Not every cloud ERP migration needs a network upgrade. The table below maps current network state to a decision recommendation.
Canadian circuit lead times matter here. The CRTC's 2024 wholesale fibre access policy has expanded carrier options in Canadian business markets. Lead times for new business fibre still run 30 to 120 days depending on address serviceability. A circuit upgrade cannot happen mid-cutover. Decisions made less than 90 days before go-live usually result in LTE bonding or temporary capacity fixes that cost more and perform worse than a proper planned upgrade.
Bandwidth measurement should happen at least 60 days before cutover. Average utilization is not enough. Peak utilization during month-end, quarter-end, and backup windows is where the real constraints appear.

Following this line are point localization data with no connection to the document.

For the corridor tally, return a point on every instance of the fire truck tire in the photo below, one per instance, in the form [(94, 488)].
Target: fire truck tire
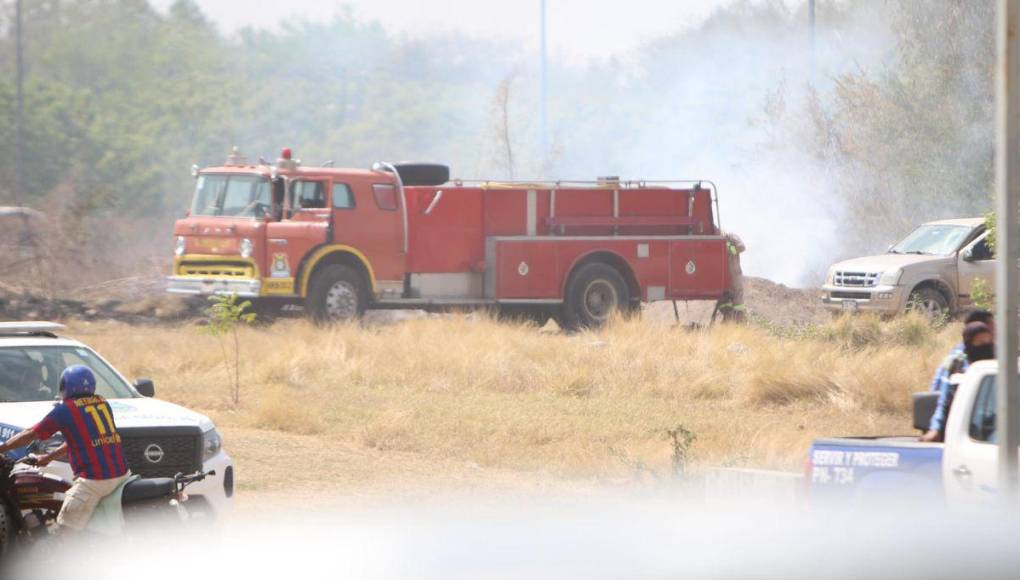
[(337, 294), (595, 294), (422, 173)]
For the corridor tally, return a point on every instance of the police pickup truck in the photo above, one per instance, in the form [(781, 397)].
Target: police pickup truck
[(159, 438), (964, 469)]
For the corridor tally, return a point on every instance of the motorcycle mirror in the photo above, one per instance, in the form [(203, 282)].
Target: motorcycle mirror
[(145, 387)]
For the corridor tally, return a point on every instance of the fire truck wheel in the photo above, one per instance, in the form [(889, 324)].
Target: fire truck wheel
[(336, 294), (596, 292)]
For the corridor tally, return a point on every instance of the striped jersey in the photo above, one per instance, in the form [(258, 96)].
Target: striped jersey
[(93, 442)]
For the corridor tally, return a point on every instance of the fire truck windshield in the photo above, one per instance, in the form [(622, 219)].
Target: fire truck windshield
[(232, 196)]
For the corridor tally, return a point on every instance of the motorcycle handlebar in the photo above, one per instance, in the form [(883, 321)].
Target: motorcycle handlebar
[(186, 480)]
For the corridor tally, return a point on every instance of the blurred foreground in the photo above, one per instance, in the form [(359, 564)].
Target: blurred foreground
[(624, 536)]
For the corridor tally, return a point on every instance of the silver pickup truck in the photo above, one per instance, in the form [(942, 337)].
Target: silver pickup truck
[(932, 270)]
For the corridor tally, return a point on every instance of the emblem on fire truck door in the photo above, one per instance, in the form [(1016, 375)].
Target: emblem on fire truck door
[(281, 267)]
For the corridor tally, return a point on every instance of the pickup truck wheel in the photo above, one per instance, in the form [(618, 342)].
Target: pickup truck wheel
[(595, 294), (337, 294), (928, 302)]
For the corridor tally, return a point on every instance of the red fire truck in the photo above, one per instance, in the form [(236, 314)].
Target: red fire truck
[(404, 235)]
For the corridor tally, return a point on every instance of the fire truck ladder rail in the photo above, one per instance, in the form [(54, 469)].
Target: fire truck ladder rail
[(602, 183)]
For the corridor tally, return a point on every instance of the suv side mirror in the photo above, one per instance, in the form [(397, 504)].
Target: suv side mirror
[(145, 387)]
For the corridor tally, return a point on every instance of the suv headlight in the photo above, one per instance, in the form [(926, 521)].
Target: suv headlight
[(211, 443), (829, 275), (890, 277)]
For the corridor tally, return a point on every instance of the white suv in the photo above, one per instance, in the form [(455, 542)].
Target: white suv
[(160, 438)]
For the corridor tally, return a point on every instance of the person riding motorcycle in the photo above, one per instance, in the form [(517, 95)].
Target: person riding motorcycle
[(91, 441)]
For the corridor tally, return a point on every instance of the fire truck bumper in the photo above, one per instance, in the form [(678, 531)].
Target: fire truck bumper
[(195, 285)]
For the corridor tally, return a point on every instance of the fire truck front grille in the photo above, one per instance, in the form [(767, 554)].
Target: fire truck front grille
[(856, 279), (162, 452), (216, 269)]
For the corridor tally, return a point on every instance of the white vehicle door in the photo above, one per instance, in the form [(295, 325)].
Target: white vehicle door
[(970, 457), (975, 261)]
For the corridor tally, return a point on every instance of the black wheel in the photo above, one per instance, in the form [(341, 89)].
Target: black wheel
[(596, 292), (337, 294), (266, 310), (422, 173), (928, 302)]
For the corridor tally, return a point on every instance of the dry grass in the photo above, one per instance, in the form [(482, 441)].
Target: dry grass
[(464, 393)]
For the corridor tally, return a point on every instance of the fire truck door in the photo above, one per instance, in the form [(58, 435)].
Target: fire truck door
[(304, 225)]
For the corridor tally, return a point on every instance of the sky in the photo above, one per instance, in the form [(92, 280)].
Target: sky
[(577, 30)]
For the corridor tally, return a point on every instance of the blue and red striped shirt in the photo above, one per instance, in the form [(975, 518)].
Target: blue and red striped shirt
[(93, 442)]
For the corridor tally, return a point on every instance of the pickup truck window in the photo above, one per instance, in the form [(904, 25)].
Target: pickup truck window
[(933, 240), (33, 373), (981, 251), (982, 420)]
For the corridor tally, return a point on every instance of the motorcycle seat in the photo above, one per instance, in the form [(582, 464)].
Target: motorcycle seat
[(145, 489)]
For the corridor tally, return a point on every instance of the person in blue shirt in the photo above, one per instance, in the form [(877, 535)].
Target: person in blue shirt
[(978, 341), (942, 372), (92, 444)]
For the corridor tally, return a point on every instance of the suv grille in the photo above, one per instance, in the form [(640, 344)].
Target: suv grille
[(856, 279), (162, 452)]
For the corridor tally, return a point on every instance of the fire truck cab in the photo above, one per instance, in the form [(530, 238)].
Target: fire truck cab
[(343, 241)]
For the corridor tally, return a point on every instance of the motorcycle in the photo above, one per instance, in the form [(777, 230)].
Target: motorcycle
[(31, 499)]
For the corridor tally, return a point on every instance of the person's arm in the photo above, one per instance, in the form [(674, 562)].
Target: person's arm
[(57, 454), (936, 379), (19, 440)]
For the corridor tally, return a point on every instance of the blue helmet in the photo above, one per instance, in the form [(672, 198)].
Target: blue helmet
[(78, 380)]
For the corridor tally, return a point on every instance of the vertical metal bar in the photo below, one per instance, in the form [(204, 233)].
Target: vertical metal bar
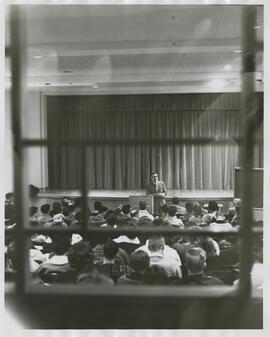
[(17, 34), (84, 187), (247, 150)]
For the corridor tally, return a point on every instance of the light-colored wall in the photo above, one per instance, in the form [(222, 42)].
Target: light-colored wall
[(32, 127)]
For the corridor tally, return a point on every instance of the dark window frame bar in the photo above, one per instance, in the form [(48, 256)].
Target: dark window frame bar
[(247, 143)]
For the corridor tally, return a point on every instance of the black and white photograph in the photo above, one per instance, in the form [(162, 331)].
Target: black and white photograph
[(134, 185)]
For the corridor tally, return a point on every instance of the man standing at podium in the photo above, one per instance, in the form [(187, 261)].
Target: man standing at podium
[(158, 189)]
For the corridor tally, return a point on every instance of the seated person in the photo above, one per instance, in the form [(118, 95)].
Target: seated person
[(124, 216), (212, 212), (172, 219), (10, 212), (50, 271), (45, 214), (196, 263), (111, 220), (110, 266), (163, 255), (143, 211), (179, 209), (235, 210), (56, 208), (138, 262), (155, 275), (98, 251), (188, 241), (97, 218), (196, 214), (158, 189), (84, 272), (220, 224), (188, 214), (33, 214), (58, 220), (66, 202)]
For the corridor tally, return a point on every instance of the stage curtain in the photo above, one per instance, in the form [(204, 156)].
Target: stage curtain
[(192, 166)]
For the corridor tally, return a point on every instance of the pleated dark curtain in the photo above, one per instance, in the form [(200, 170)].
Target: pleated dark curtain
[(192, 166)]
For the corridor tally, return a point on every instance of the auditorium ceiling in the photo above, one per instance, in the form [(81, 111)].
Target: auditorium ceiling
[(135, 49)]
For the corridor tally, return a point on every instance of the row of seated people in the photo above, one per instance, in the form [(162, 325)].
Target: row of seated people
[(218, 256), (70, 214), (191, 259), (176, 215)]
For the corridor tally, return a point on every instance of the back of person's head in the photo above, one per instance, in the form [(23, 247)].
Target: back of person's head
[(65, 200), (80, 255), (97, 205), (142, 205), (195, 239), (78, 202), (207, 244), (58, 218), (45, 208), (139, 261), (155, 275), (196, 260), (111, 219), (56, 206), (33, 191), (212, 206), (126, 209), (189, 206), (110, 249), (172, 210), (33, 210), (12, 254), (236, 202), (60, 242), (158, 222), (79, 216), (134, 213), (132, 222), (9, 195), (144, 221), (156, 243), (196, 209), (164, 210)]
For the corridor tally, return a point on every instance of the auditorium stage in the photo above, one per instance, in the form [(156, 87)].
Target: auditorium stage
[(111, 198)]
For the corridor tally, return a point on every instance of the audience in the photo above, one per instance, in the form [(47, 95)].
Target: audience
[(131, 259), (172, 219), (139, 261), (110, 266), (143, 211), (45, 215), (196, 263)]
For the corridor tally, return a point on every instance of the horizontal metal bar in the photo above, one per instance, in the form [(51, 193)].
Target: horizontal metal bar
[(114, 141), (139, 230), (174, 292)]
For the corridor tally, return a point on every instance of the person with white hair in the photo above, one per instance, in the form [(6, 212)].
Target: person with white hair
[(196, 263), (163, 255)]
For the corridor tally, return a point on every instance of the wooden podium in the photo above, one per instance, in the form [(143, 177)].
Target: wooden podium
[(134, 201)]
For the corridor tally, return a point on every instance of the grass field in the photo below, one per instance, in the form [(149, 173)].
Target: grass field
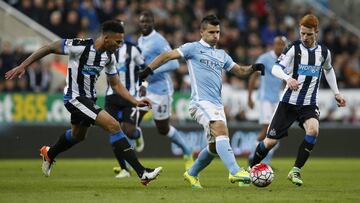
[(92, 180)]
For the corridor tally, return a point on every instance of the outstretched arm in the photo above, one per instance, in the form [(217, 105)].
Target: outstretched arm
[(158, 61), (54, 47), (243, 71), (331, 79), (251, 86)]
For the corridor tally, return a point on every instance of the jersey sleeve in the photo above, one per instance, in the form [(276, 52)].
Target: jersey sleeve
[(110, 68), (228, 62), (138, 58), (286, 58), (185, 50), (327, 64), (74, 46)]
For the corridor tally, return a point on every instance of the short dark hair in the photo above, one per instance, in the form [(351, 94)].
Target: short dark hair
[(112, 26), (148, 14), (209, 19)]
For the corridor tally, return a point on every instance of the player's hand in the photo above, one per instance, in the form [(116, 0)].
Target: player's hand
[(251, 103), (293, 84), (259, 67), (143, 74), (142, 91), (340, 101), (18, 71), (144, 102)]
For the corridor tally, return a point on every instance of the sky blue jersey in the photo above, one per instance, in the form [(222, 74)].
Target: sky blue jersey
[(270, 85), (205, 64), (152, 46)]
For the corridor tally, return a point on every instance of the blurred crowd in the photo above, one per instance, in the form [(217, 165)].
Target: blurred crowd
[(248, 29)]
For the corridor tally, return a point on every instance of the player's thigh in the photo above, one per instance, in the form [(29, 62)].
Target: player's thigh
[(309, 114), (311, 126), (204, 112), (107, 122), (128, 128), (285, 115), (218, 128), (163, 126), (79, 132), (161, 106), (267, 110)]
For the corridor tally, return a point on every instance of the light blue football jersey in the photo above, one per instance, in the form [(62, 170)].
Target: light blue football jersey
[(270, 86), (205, 65), (152, 46)]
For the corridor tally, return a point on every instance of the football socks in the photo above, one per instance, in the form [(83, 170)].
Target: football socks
[(65, 142), (260, 153), (226, 154), (122, 148), (203, 160), (304, 150)]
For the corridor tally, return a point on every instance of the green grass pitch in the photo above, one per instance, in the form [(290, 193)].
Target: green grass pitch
[(92, 180)]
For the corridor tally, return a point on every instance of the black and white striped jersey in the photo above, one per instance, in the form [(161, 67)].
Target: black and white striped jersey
[(306, 66), (84, 67), (128, 63)]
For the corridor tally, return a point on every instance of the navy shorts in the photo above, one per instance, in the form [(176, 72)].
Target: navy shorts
[(83, 111)]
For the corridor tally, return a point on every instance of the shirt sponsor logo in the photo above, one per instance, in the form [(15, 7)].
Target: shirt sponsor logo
[(309, 70), (212, 64), (91, 70)]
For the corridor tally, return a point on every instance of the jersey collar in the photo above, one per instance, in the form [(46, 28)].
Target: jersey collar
[(205, 44), (149, 35)]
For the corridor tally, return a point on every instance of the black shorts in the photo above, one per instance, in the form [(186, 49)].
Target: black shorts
[(286, 114), (121, 109), (83, 111)]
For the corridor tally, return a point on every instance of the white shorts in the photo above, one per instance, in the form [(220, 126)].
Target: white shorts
[(161, 105), (204, 112), (267, 110)]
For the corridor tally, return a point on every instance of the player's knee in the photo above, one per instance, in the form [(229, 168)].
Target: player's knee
[(164, 130), (312, 130), (113, 126), (212, 148), (270, 143), (79, 137), (129, 131)]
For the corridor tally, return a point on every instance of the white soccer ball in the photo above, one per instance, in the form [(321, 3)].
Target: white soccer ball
[(261, 175)]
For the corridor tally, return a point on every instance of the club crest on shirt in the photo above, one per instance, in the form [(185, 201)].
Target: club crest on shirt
[(272, 132)]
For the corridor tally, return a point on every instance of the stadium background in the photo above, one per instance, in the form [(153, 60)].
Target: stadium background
[(32, 112)]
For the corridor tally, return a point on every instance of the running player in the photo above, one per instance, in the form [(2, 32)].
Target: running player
[(205, 63), (86, 59), (299, 101), (160, 87), (269, 90)]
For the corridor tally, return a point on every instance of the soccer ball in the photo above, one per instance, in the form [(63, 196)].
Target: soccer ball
[(261, 175)]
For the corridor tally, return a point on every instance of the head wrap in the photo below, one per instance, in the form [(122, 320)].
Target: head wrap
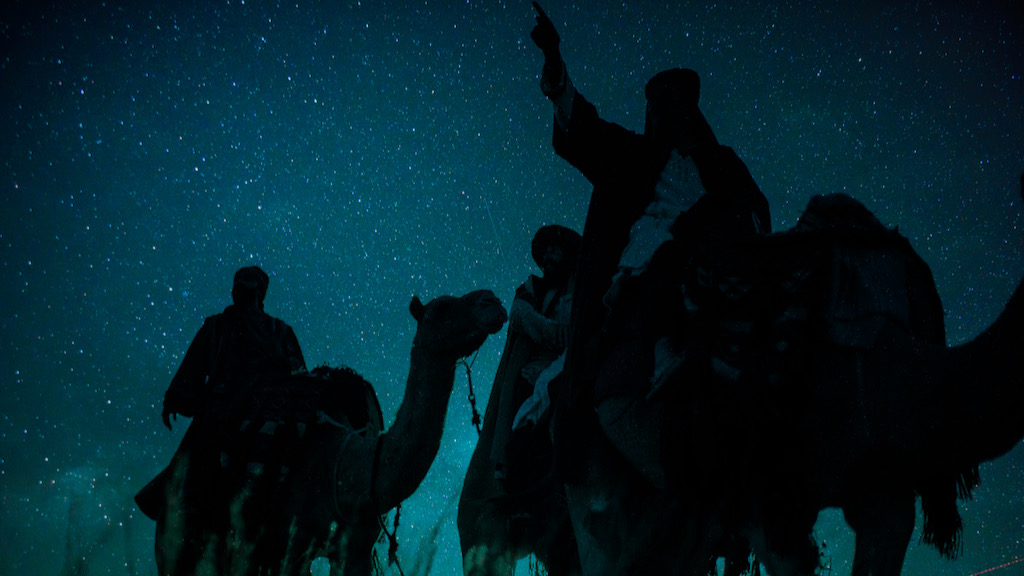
[(567, 239)]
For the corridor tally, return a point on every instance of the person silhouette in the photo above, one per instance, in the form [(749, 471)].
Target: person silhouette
[(657, 196), (230, 352)]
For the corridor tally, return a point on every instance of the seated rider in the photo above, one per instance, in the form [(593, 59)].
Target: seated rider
[(228, 354), (656, 197)]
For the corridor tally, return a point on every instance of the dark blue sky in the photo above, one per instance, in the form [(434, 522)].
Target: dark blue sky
[(365, 152)]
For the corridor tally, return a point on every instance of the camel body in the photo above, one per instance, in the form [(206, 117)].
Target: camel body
[(776, 416), (309, 474)]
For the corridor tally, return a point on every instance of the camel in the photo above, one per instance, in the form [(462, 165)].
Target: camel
[(775, 417), (307, 470), (498, 528)]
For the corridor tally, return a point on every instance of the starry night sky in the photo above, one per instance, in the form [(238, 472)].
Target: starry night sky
[(365, 152)]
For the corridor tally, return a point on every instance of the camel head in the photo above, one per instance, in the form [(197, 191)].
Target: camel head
[(457, 327)]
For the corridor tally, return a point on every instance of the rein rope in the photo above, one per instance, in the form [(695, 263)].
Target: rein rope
[(477, 420)]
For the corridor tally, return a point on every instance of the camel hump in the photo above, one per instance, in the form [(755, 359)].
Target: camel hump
[(285, 418)]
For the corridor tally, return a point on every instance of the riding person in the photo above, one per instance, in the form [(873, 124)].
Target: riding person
[(656, 196)]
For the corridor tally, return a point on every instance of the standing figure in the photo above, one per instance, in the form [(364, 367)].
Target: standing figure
[(509, 506)]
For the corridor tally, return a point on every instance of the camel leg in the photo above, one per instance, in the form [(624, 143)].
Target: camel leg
[(883, 525)]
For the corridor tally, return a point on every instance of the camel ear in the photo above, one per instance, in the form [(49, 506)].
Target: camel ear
[(416, 307)]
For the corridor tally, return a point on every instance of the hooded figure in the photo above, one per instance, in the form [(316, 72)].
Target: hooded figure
[(656, 197), (536, 340), (228, 355)]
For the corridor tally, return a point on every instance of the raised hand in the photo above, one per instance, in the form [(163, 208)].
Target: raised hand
[(545, 35)]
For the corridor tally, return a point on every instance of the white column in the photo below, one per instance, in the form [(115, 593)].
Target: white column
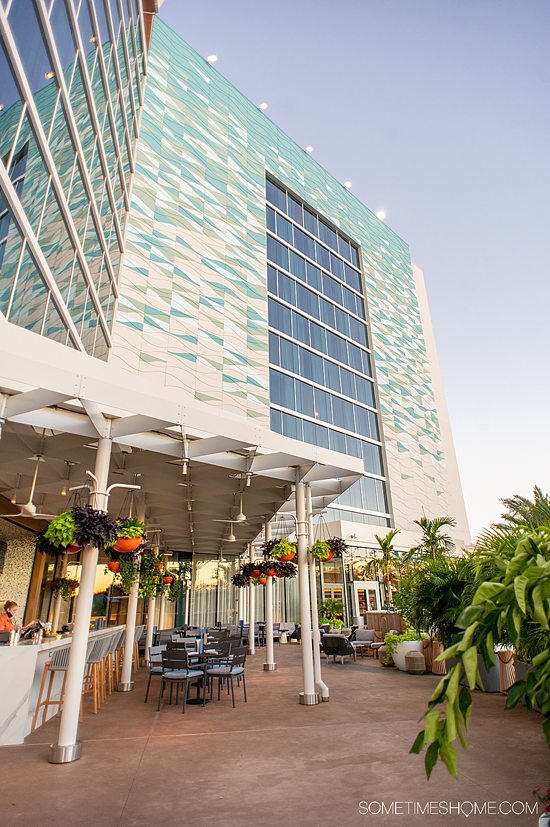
[(150, 623), (162, 610), (320, 685), (269, 665), (308, 696), (57, 598), (68, 748), (251, 609), (126, 683)]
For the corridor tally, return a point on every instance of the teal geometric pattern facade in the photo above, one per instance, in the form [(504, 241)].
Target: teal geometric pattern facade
[(193, 303)]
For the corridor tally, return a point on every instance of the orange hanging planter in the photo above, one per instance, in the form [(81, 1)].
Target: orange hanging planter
[(125, 545)]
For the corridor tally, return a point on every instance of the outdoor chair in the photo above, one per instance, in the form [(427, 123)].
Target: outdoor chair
[(155, 665), (337, 646), (177, 671), (231, 669), (363, 639)]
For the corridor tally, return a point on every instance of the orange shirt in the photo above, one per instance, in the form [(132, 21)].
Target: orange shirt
[(6, 624)]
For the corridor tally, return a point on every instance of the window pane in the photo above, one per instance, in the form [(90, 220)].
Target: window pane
[(275, 195), (289, 356), (300, 328), (295, 210), (284, 228), (287, 289)]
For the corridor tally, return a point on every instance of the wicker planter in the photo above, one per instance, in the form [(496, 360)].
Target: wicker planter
[(415, 663)]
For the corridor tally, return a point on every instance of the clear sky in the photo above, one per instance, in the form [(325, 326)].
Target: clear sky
[(437, 111)]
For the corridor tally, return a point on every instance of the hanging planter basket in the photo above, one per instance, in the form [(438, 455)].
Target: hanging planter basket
[(126, 545)]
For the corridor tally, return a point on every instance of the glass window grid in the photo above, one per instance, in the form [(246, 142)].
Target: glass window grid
[(346, 341), (276, 293), (284, 231), (324, 397), (49, 306), (274, 353), (286, 207)]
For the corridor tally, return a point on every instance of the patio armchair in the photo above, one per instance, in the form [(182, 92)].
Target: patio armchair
[(337, 646)]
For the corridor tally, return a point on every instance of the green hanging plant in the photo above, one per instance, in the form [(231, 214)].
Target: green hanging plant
[(61, 532), (322, 550), (65, 586)]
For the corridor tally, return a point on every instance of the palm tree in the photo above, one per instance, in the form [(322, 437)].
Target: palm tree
[(389, 560), (524, 513), (433, 542)]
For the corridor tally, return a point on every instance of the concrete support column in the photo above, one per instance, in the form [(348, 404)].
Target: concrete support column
[(68, 748), (320, 685), (151, 606), (126, 683), (251, 609), (57, 598), (162, 610), (269, 665), (309, 695)]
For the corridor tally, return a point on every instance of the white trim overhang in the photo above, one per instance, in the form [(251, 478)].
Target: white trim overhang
[(46, 385)]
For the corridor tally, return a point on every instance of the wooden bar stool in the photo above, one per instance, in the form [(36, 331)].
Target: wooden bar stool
[(59, 662)]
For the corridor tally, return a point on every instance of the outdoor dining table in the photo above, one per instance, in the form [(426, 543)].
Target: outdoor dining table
[(202, 661)]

Cloud ERP migrations in Canadian mid-market environments usually run 3 to 9 months. Internal IT teams almost always focus on the ERP side: vendor coordination, data migration, user training, configuration, and testing. The network side gets scoped out of the ERP project budget. Nobody owns it until it breaks on cutover weekend.
The most common pattern across successful migrations involves splitting responsibilities. Internal IT handles the ERP project. An external network partner handles bandwidth sizing, carrier procurement if an upgrade is required, redundancy design, and day-two monitoring. This splits the work by expertise and removes finger-pointing on launch weekend.
Co-managed arrangements work well for mid-market firms that want operational control but need external help for project delivery and after-hours coverage. Fully managed engagements make sense for firms that want a single vendor accountable for network uptime across the entire ERP lifecycle. MCK's managed network services for Canadian mid-market offices cover bandwidth assessment, circuit procurement, redundancy planning, and day-two monitoring across all three phases of a cloud ERP migration.
According to Mordor Intelligence's Canada digital transformation market analysis, hosted and cloud deployment accounted for 51.6 percent of Canadian digital transformation spend in 2024. The segment is growing at a 27.5 percent annual rate. The migration wave is already underway. The network readiness question will hit every mid-market Canadian firm over the next three years.
Software vendors sell software. Integrators sell integration. Consultants sell methodology. The network gets assumed.
That assumption is where cloud ERP projects quietly fail. Not in vendor selection. Not in data migration. In the week after go-live when reports run slow and users start asking why the new system is worse than the old one.
Sustained-state bandwidth is the easy calculation. Migration-phase bandwidth is the one that breaks networks. Integration traffic is the one nobody measures in advance. Latency to the cloud data centre is the one nobody asks about until response time becomes a complaint.
A cloud ERP migration that runs on the wrong network costs more than an upgraded network would have. The upgrade gets planned once. The slow response times get debugged forever.
If the ERP project plan does not have a network workstream with its own owner, budget, and timeline, the project already has a problem it has not noticed yet.